Un indizio: qualcuno di voi si ricorda chi era Pamela Smith?
Dal secondo capitolo: "Senza dire una parola Pamela girò dietro a una delle casse, scavalcò la commessa stesa bocconi, che trattenne visibilmente il fiato mentre lei le si avvicinava, e premette il bottone rosso dell’allarme che sapeva trovarsi proprio sotto la scrivania.
Poi afferrò il telefono più vicino, sistemò la cornetta tra il viso e la spalla e con la sinistra compose il numero che aveva imparato a memoria a forza di ripeterselo nella mente un’infinità di volte.

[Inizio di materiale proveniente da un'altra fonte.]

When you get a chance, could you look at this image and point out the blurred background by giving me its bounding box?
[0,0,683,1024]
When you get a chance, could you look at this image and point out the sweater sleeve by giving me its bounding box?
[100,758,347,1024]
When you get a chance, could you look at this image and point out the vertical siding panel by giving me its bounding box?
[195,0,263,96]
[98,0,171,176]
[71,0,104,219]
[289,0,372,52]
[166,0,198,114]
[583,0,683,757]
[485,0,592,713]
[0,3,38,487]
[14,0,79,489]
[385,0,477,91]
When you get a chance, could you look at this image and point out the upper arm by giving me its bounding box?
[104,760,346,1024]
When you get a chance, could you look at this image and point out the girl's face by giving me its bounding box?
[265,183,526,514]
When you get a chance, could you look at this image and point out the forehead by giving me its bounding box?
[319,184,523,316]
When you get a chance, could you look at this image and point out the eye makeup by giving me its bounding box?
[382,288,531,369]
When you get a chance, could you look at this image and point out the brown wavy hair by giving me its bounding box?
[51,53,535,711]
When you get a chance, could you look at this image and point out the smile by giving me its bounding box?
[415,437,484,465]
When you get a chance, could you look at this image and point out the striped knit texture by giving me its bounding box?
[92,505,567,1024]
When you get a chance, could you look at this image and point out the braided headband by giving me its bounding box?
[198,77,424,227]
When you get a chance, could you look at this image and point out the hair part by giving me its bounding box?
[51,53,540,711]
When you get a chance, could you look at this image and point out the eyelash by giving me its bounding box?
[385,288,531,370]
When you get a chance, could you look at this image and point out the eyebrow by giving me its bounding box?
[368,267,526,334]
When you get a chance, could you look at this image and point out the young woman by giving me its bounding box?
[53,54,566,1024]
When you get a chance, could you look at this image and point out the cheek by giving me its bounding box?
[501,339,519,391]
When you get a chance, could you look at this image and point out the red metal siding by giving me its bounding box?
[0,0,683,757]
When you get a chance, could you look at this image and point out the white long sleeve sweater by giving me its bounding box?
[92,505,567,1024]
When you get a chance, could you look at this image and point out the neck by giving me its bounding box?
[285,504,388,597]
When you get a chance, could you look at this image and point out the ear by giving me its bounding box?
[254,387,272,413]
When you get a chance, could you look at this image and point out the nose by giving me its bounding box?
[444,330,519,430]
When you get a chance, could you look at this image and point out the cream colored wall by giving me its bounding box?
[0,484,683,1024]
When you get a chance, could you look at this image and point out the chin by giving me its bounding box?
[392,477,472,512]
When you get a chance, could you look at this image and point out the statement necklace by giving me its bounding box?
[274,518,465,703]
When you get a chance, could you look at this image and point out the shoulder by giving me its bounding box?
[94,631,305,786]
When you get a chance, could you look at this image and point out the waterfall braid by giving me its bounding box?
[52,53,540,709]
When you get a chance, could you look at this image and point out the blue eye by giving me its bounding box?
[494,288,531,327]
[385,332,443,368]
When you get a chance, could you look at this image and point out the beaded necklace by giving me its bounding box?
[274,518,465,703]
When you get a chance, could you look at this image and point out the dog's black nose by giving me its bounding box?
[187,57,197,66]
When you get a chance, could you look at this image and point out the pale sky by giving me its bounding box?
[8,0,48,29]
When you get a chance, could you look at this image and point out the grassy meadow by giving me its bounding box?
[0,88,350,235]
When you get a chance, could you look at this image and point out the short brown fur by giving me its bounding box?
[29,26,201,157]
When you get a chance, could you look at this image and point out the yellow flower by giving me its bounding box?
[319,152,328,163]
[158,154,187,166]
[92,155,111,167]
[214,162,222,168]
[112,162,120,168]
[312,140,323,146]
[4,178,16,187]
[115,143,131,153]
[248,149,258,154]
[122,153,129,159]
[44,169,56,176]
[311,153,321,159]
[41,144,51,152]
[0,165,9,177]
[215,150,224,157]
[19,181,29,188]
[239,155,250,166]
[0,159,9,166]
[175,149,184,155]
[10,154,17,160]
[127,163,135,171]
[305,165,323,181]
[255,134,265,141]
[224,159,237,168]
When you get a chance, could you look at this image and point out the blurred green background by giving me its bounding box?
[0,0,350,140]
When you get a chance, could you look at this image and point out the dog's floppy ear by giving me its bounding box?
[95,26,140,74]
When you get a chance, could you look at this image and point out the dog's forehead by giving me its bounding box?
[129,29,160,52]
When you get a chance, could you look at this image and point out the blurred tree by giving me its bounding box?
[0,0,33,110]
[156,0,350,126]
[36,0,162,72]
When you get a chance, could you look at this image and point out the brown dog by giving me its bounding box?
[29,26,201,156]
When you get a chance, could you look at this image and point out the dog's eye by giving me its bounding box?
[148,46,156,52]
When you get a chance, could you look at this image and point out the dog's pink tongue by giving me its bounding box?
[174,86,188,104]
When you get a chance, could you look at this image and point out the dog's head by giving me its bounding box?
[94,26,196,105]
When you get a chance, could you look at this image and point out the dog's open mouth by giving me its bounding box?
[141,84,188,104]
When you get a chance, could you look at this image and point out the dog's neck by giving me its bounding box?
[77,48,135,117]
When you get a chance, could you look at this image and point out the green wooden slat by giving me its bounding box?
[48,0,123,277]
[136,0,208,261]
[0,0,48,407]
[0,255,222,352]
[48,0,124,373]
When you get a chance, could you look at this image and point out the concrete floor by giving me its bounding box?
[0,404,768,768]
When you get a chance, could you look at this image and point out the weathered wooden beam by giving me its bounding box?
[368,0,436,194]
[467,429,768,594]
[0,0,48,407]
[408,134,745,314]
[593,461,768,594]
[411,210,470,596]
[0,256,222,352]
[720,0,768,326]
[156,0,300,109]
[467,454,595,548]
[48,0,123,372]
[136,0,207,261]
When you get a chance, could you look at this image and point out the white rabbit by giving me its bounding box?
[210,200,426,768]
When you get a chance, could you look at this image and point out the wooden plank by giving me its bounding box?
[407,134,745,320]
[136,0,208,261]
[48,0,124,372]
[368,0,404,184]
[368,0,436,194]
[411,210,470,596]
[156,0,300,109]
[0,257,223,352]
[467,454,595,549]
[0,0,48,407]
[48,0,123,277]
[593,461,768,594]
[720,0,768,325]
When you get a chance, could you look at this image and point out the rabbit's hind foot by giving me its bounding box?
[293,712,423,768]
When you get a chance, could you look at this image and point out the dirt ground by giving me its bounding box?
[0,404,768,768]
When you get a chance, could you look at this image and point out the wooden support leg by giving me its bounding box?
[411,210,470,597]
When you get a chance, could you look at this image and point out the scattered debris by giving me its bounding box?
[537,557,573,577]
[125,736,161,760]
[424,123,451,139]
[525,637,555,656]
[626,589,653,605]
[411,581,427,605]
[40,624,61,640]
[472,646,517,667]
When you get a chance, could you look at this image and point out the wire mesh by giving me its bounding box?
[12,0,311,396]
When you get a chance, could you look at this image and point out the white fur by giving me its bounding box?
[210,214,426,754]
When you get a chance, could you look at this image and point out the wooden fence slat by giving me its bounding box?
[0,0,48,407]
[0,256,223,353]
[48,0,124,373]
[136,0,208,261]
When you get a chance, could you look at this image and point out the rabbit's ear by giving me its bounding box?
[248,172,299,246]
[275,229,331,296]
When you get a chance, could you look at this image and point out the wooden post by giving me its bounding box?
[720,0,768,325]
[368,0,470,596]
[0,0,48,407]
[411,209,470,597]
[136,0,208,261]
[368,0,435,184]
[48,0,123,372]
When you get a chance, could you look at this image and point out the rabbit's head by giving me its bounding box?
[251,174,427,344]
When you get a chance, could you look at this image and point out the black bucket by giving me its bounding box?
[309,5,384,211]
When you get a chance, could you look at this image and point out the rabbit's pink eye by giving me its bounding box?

Non appena dall’altra parte udì le parole “F.B.I., desidera?” disse con voce chiara e senza alcuna esitazione: “Voglio parlare con Neal Caffrey”.
Buona lettura e... preparate i fazzoletti!
Fanfiction seconda classificata al contest "La cognizione del rancore", indetto da darllenwr su efp.
Fanfiction prima classificata al contest "Spargilacrime" indetto da Lady Eloise su efp.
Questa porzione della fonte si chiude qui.